Por un momento, Zafirah temió que fuera a enviarla al Cuartel para interceder con su madre, pero Itimad parecía tener otras cosas en mente. Tras ordenar a las demás que la esperaran, rodeó los hombros de la niña para alejarse con ella y, cuando supo que no podrían oírlas, sacó algo de su camisa: una pequeña llave colgada de una cadena.
—¿Eso no es de Marjannah? Me parece habérselo visto alguna vez.
—Lo dejó en mi poder antes de irse —contestó Itimad, y tras quitarse la cadena, se la tendió a ella—, pero ahora quiero dártelo a ti. Necesito que saques algo de su despacho.
—Pero si yo no…, yo no tengo permiso para entrar ahí —Zafirah la miró con unos ojos desorbitados— y tú conoces mejor que nadie los sistemas de seguridad de ese sitio.
—Si has regresado en tu alfombra, no necesitarás forzar ninguna cerradura mágica. Esta llave —Itimad cerró los dedos de Zafirah sobre ella— sirve para abrir un cajón del escritorio de Marjannah, en el que encontrarás algo…
—Itimad, date prisa —la apremió Nisreen desde el sendero—. ¡Wallada debe de estar histérica!
—… que te permitirá conseguir ciertos artefactos diseñados para la sultana. No me atrevo a contarte nada más, no con tanta gente aquí, pero tienes que hacer esto por mí mientras me ocupo de otras cosas. Es más importante de lo que puedas imaginar.
—¿Y qué haré con lo que sea que encuentre? ¿Llevarlo al santuario de Shamaya con vosotras?
—Al contrario: escóndelo hasta que todo esto haya pasado. No puede caer en manos de nadie más, ¿comprendes? —Y sujetando su cara con las manos, Itimad susurró—: Sobre todo, Zafirah, no puede caer en manos de tu madre. Pase lo que pase.

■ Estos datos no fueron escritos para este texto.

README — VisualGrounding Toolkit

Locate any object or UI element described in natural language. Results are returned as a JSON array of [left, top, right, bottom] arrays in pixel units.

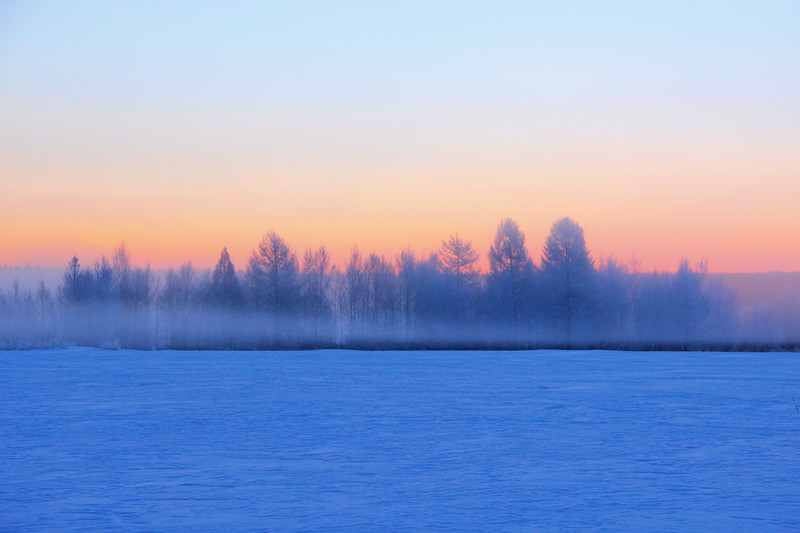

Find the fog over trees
[[0, 218, 800, 349]]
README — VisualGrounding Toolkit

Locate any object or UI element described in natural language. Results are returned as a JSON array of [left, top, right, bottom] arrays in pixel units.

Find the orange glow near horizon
[[0, 159, 800, 272], [0, 2, 800, 272]]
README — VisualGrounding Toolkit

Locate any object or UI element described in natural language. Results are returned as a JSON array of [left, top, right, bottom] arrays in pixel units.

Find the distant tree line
[[0, 218, 798, 349]]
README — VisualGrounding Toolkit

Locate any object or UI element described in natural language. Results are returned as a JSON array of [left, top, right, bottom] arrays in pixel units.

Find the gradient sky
[[0, 0, 800, 272]]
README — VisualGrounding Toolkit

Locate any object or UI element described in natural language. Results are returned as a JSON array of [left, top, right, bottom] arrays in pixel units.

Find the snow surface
[[0, 348, 800, 531]]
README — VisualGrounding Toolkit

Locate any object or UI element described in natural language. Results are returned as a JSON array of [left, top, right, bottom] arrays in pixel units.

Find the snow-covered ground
[[0, 348, 800, 531]]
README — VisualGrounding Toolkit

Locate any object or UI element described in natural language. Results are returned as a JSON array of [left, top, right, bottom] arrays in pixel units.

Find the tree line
[[0, 218, 791, 349]]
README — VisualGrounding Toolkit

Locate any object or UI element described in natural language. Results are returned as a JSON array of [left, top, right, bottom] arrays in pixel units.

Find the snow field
[[0, 348, 800, 531]]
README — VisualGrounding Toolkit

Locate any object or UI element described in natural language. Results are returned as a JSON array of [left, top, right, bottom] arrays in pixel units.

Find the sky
[[0, 0, 800, 272]]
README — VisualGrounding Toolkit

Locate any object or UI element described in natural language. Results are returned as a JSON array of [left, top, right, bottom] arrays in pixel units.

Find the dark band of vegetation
[[0, 218, 798, 350]]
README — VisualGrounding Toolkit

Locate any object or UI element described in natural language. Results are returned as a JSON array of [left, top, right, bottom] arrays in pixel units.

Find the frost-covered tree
[[670, 258, 708, 346], [595, 258, 633, 342], [160, 261, 197, 314], [58, 257, 93, 304], [301, 246, 333, 341], [439, 234, 478, 321], [487, 218, 536, 334], [247, 231, 300, 316], [542, 218, 595, 343], [208, 248, 243, 309]]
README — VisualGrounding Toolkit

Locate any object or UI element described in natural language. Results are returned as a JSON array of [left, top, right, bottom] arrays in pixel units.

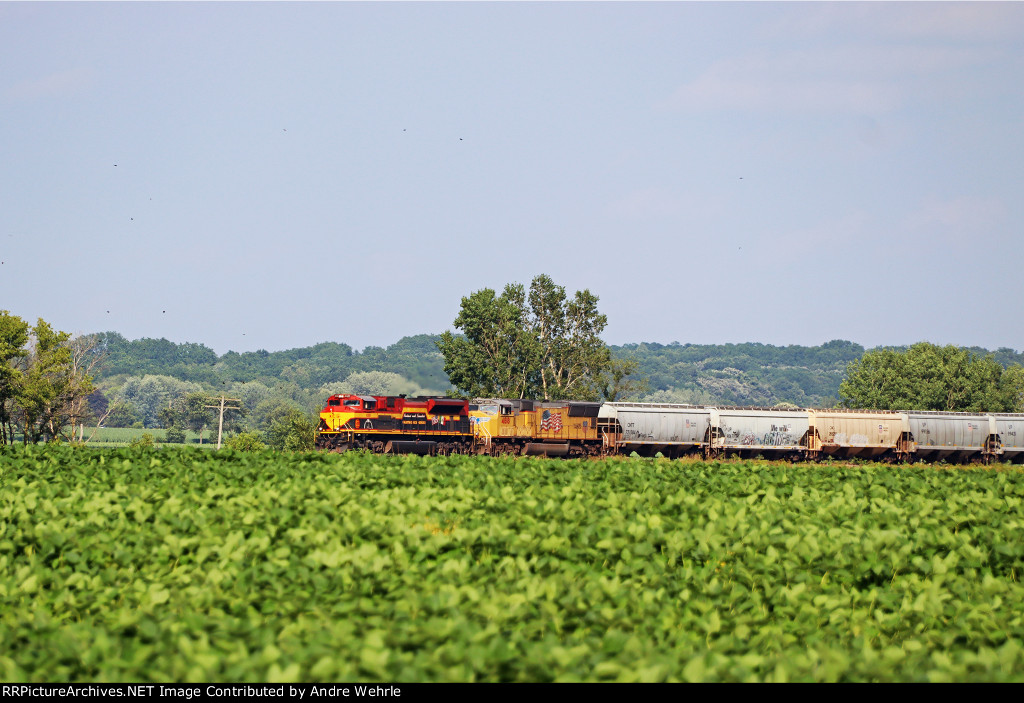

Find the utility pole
[[203, 396, 242, 449]]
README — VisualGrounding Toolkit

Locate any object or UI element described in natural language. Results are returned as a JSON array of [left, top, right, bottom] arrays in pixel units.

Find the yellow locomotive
[[469, 399, 601, 457]]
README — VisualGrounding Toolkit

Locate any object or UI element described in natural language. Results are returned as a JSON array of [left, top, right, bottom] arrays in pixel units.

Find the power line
[[203, 396, 242, 449]]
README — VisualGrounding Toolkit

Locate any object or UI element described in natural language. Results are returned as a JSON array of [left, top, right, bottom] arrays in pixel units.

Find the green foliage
[[128, 432, 157, 449], [0, 310, 29, 445], [0, 446, 1024, 683], [105, 400, 142, 427], [264, 406, 316, 451], [437, 275, 626, 400], [224, 432, 266, 451], [164, 426, 185, 444], [840, 342, 1024, 412], [317, 371, 426, 398]]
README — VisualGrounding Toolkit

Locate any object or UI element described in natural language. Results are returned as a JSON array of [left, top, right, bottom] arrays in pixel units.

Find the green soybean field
[[0, 446, 1024, 683]]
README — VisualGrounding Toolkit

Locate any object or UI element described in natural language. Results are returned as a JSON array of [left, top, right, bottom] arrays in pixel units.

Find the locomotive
[[316, 395, 1024, 464]]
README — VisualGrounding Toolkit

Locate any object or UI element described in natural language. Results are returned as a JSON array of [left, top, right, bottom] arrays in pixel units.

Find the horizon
[[0, 2, 1024, 353]]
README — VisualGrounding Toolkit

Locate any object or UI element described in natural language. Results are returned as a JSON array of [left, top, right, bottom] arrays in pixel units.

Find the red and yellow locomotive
[[316, 395, 473, 454]]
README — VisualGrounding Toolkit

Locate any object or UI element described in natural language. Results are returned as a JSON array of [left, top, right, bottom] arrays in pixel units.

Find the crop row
[[0, 447, 1024, 682]]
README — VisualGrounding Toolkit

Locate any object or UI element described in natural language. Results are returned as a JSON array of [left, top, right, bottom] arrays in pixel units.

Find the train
[[315, 394, 1024, 464]]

Parecía tan tensa que la niña no se atrevió a hacer más preguntas, pese a tener tantas que apenas le cabían en la boca. «Itimad, vamos de una vez», oyeron decir a Nisreen antes de que agarrara a su tía de un brazo, y Zafirah se quedó en el sendero con la única compañía de una llave que prometía causarle aún más problemas de los que ya tenía.